Checkpoints with seeds.txt#

Given our seeds.txt file, we want to perform an analysis on each item in this list. But this is a data-dependency - we do not know the contents of the file before the workflow runs. To overcome this issue we introduce a checkpoint into our workflow and produce target rules based on the output of those checkpoints.

To demonstrate their utility, here is a truncated and annotated Snakefile for a more all-encompassing subsample_alignment module.

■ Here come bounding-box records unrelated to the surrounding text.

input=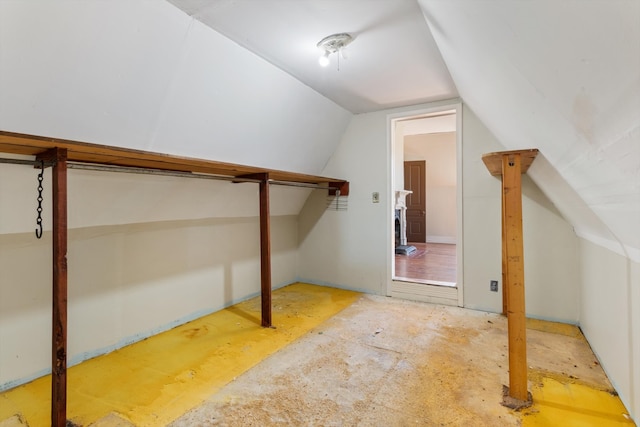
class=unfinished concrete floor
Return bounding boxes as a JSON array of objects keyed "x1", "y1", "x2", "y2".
[
  {"x1": 0, "y1": 284, "x2": 634, "y2": 427},
  {"x1": 171, "y1": 295, "x2": 633, "y2": 427}
]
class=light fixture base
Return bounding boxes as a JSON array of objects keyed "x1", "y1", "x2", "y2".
[{"x1": 317, "y1": 33, "x2": 353, "y2": 53}]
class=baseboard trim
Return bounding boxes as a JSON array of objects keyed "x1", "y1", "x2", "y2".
[{"x1": 427, "y1": 236, "x2": 457, "y2": 245}]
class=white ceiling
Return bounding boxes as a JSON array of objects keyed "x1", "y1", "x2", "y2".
[
  {"x1": 169, "y1": 0, "x2": 640, "y2": 259},
  {"x1": 169, "y1": 0, "x2": 457, "y2": 113}
]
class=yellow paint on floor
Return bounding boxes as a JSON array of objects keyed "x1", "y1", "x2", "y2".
[
  {"x1": 0, "y1": 283, "x2": 360, "y2": 427},
  {"x1": 522, "y1": 377, "x2": 635, "y2": 427}
]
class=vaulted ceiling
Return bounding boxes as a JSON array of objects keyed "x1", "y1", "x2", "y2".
[
  {"x1": 170, "y1": 0, "x2": 640, "y2": 260},
  {"x1": 0, "y1": 0, "x2": 640, "y2": 261}
]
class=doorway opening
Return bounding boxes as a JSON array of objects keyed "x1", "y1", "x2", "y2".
[{"x1": 388, "y1": 104, "x2": 462, "y2": 306}]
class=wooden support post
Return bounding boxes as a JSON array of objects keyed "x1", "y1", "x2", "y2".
[
  {"x1": 502, "y1": 183, "x2": 509, "y2": 316},
  {"x1": 259, "y1": 173, "x2": 271, "y2": 328},
  {"x1": 502, "y1": 153, "x2": 529, "y2": 401},
  {"x1": 38, "y1": 148, "x2": 67, "y2": 427},
  {"x1": 482, "y1": 148, "x2": 538, "y2": 408}
]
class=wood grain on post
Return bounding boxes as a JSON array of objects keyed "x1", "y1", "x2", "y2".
[
  {"x1": 37, "y1": 148, "x2": 67, "y2": 427},
  {"x1": 502, "y1": 154, "x2": 529, "y2": 401}
]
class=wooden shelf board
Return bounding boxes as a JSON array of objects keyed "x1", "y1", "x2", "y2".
[
  {"x1": 0, "y1": 130, "x2": 346, "y2": 188},
  {"x1": 482, "y1": 148, "x2": 539, "y2": 176}
]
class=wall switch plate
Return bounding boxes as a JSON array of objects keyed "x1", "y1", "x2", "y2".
[{"x1": 490, "y1": 280, "x2": 498, "y2": 292}]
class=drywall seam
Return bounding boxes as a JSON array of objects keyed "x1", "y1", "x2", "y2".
[{"x1": 574, "y1": 229, "x2": 640, "y2": 262}]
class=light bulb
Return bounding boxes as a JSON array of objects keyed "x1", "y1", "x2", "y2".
[{"x1": 318, "y1": 51, "x2": 331, "y2": 67}]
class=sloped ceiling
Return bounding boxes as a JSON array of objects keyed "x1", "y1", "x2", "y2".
[
  {"x1": 169, "y1": 0, "x2": 457, "y2": 113},
  {"x1": 419, "y1": 0, "x2": 640, "y2": 261}
]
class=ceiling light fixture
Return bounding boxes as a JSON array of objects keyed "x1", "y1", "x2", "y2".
[{"x1": 317, "y1": 33, "x2": 353, "y2": 69}]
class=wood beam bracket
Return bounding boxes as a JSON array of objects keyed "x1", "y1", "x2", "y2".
[
  {"x1": 482, "y1": 149, "x2": 538, "y2": 409},
  {"x1": 329, "y1": 181, "x2": 349, "y2": 196}
]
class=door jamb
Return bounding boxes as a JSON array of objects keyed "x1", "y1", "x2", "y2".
[{"x1": 386, "y1": 100, "x2": 464, "y2": 307}]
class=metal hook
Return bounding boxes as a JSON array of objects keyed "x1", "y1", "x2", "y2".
[{"x1": 36, "y1": 160, "x2": 44, "y2": 239}]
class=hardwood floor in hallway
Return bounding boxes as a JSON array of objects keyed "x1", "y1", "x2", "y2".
[{"x1": 395, "y1": 242, "x2": 456, "y2": 286}]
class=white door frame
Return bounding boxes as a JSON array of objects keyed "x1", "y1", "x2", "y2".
[{"x1": 387, "y1": 100, "x2": 464, "y2": 307}]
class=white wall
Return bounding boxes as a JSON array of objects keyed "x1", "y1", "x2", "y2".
[
  {"x1": 0, "y1": 0, "x2": 351, "y2": 174},
  {"x1": 462, "y1": 107, "x2": 580, "y2": 323},
  {"x1": 579, "y1": 239, "x2": 640, "y2": 420},
  {"x1": 299, "y1": 105, "x2": 579, "y2": 323},
  {"x1": 404, "y1": 132, "x2": 457, "y2": 243},
  {"x1": 0, "y1": 165, "x2": 308, "y2": 389},
  {"x1": 0, "y1": 0, "x2": 351, "y2": 389},
  {"x1": 419, "y1": 0, "x2": 640, "y2": 262}
]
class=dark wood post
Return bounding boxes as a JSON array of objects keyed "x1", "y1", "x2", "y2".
[
  {"x1": 38, "y1": 148, "x2": 67, "y2": 427},
  {"x1": 260, "y1": 173, "x2": 271, "y2": 328}
]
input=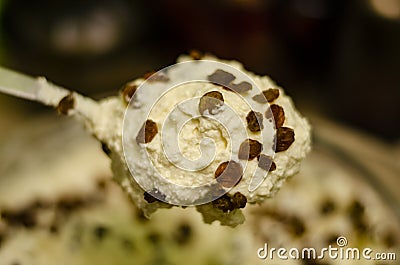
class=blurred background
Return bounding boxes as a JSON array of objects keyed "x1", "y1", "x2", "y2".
[{"x1": 0, "y1": 0, "x2": 400, "y2": 142}]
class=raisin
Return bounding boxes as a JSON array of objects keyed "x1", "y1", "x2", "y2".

configfile: "config/config.yaml"
outdir = config["output_namespace"]

# The 'checkpoint' rule is executed once seeds.txt is available.
# We make a copy of the file in this case as only the output
# from the checkpoint is accessible later on...
checkpoint get_seeds:
    input:
        expand("results/{indir}/seeds.txt",
               indir=config["input_namespace"])
    output:
        expand("results/{outdir}/seeds.txt",
               outdir=outdir)
    shell:
        "cp {input} {output}"

# Standard Python function to read the contents of a file and
# return its contents as a list. This will be a list of seeds
# in our case. We could also have written this as a lambda
# function within a rule, but keeping it separate is clearer.
def read_seeds_file(wildcards):
    with open(checkpoints.get_seeds.get().output[0], "r") as file:
        return file.read().splitlines()

# This rule uses the seeds list from read_seeds_file()
# to create a (data-dependent) list of file dependencies
rule target:
    input:
        expand(
            "results/{outdir}/s{key}/subsample_aln.fasta",
            outdir=outdir,
            key=read_seeds_file,
        )
    default_target: True

# This rule tells Snakemake how to generate the new target files
# and could be specified with other input dependencies as required,
# leading to the formation of rule chains.
rule subsample_alignment:
    output:
        expand(
            "results/{outdir}/s{{key}}/subsample_aln.fasta",
            outdir=outdir,
        ),
    # `inputs`, `params` and `shell` directives removed for brevity.
    # Instead, we just echo the seed name into the output file as a demo
    shell:
        "echo {{key}} {output}"

The key here is that the Python function read_seeds_file depends on (and has access to) the output(s) of the checkpoint rule. Execution will wait until this succeeds, at which point read_seeds_file is run, which provides build targets for the rule target. In our example, those build rules specify which seeds (or ‘key’ wildcards as they are represented above) are generated. Without this arrangement Snakemake would not know which seeds to analyse.